Concerns are growing that generative artificial intelligence can now be used to create highly convincing images of property damage, making it easier for dishonest claims to slip through undetected. What once required advanced editing skills can now be achieved in seconds using simple AI tools, raising fresh risks for landlords and insurers who depend on photographic evidence.
A recent study by SAS has highlighted how AI can fabricate realistic scenes of crashes, damaged buildings and other incidents that look entirely genuine at first glance. These tools are already being exploited by fraudsters and organised crime groups, and their increasing availability means the threat is no longer limited to sophisticated criminals.
For landlords, the issue is particularly worrying. Many rely on images sent by tenants to assess damage, especially when managing properties remotely or through letting agents. If those images have been altered or generated by AI, it becomes far harder to establish whether a claim is genuine or exaggerated. This creates uncertainty not only for landlords but also for insurers handling the resulting claims.

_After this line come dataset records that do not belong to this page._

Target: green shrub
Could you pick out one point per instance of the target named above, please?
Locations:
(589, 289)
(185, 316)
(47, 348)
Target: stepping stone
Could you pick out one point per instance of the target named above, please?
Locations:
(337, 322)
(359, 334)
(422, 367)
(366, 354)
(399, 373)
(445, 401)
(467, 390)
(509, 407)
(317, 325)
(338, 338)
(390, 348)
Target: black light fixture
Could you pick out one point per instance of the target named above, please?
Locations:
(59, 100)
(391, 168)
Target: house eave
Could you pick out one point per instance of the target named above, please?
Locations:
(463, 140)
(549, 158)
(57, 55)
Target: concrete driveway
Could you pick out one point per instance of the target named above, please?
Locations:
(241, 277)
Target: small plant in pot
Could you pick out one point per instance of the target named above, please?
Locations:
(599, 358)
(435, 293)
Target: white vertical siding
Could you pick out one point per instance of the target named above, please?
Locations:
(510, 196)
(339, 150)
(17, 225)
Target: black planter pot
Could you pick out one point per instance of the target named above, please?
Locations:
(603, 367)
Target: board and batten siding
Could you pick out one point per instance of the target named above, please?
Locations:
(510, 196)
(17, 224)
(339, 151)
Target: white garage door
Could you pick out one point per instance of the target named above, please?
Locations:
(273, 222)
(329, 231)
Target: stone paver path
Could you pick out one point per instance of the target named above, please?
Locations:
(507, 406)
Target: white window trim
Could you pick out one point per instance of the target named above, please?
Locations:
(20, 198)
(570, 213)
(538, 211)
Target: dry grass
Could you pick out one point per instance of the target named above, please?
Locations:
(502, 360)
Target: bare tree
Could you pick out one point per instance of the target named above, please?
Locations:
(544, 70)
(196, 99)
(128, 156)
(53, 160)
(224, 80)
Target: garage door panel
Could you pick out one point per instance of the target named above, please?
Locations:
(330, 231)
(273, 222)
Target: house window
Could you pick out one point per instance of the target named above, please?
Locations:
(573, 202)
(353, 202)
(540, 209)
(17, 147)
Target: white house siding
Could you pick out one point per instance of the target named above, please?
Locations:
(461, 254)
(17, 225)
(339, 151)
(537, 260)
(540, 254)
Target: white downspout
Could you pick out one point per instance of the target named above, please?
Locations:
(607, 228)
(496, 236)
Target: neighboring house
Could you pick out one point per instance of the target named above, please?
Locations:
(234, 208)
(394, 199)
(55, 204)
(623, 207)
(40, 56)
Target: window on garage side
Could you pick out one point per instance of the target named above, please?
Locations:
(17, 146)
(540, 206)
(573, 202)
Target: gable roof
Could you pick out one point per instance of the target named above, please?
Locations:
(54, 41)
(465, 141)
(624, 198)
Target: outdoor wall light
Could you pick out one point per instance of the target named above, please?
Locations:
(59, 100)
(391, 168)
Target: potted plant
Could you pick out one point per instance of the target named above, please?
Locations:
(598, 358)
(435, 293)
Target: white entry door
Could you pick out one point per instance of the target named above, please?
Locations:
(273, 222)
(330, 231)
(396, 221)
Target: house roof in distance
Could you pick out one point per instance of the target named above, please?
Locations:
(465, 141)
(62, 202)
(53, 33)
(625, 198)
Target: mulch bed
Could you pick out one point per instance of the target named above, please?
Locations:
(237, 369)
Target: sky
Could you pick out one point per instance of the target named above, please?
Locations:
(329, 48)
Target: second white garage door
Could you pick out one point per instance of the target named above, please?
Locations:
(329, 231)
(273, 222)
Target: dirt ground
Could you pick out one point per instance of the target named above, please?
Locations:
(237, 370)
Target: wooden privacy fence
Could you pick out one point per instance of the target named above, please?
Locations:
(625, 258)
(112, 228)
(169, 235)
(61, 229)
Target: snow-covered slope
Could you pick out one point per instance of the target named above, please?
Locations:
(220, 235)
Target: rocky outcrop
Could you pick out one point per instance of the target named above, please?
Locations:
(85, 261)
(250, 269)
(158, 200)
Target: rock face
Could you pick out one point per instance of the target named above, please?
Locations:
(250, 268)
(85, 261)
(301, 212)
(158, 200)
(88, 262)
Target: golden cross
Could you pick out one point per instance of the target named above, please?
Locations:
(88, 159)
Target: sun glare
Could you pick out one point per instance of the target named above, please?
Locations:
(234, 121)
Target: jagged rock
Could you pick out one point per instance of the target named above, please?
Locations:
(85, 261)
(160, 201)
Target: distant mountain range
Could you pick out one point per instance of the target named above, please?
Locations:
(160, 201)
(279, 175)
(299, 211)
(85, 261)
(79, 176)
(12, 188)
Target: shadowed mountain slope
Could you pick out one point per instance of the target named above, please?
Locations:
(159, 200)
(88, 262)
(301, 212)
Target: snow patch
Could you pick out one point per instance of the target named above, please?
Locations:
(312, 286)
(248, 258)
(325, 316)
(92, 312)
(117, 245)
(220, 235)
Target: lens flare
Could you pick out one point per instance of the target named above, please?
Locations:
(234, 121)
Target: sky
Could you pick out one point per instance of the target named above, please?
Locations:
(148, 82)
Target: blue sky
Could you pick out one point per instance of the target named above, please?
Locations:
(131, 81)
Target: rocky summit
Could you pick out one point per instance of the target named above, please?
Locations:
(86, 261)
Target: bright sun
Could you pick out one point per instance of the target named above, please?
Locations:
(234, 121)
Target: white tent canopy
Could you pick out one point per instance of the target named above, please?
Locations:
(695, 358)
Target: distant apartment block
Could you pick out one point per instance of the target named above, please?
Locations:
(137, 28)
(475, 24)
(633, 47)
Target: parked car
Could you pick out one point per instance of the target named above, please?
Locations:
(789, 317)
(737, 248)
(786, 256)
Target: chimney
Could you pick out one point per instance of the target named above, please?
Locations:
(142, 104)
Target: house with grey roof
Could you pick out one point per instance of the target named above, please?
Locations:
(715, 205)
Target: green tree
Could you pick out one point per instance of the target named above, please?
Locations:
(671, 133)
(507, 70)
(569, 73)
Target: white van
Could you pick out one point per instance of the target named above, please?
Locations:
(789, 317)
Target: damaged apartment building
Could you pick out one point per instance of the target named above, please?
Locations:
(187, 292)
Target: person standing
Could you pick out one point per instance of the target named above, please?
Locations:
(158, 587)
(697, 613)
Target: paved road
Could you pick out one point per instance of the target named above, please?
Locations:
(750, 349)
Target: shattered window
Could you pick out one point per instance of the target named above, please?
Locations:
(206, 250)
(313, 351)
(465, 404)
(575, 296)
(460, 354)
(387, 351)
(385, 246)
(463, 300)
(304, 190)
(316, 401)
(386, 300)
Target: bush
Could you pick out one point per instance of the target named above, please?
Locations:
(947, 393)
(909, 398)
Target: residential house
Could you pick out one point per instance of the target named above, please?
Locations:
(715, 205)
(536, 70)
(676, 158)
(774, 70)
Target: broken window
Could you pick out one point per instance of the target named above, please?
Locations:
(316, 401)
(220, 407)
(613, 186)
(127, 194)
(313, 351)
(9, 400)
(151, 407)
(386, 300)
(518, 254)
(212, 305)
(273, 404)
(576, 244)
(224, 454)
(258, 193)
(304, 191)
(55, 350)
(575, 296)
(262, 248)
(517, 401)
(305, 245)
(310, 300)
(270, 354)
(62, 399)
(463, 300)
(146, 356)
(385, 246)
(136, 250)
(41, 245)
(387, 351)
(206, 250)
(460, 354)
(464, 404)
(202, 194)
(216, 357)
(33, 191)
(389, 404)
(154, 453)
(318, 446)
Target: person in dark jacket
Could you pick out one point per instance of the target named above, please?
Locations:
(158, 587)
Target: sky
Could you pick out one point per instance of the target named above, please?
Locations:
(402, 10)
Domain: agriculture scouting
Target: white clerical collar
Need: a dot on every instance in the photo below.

The research warns that small and subtle changes, sometimes referred to as “vanilla synthetics”, are among the most dangerous forms of manipulation. These edits may involve adding a crack to a wall, darkening a stain, or creating the appearance of impact damage. Because the alterations are minor, they are difficult for the human eye to detect and often pass unnoticed during routine checks.
According to the Insurance Fraud Register, insurance fraud already costs the public dearly, adding an average of £50 a year to consumer premiums. With AI making image manipulation easier and faster, there are concerns that fraudulent claims could rise further, placing additional pressure on the insurance system and driving up costs for honest policyholders.
To test how convincing these fake images can be, SAS showed doctored photographs to members of the public. The results were striking, with around 40% of participants unable to identify which images had been manipulated. This suggests that even when people are warned to be cautious, many still struggle to spot AI-generated content.
A spokesperson for SAS explained that fraudsters are using generative AI to make fabricated damage appear completely plausible. With just a few written prompts, they can create, enhance or remove visual evidence to support false claims. This could include making a minor mark look like serious damage or inventing an entire scene of destruction where none exists.
They advised that those reviewing claims should look closely for small inconsistencies. These may include shadows that fall in unnatural directions, damage that does not match the supposed cause, blurred number plates, or backgrounds that appear strangely empty or overly tidy. Such tiny visual mismatches are often the first clues that an image has been altered by AI.
Despite these risks, experts stress that artificial intelligence is not only a tool for fraudsters. The same technology can be used by insurers and investigators to analyse claims data more effectively. AI systems are capable of spotting unusual patterns and anomalies that human reviewers might miss, helping to flag suspicious cases for further investigation.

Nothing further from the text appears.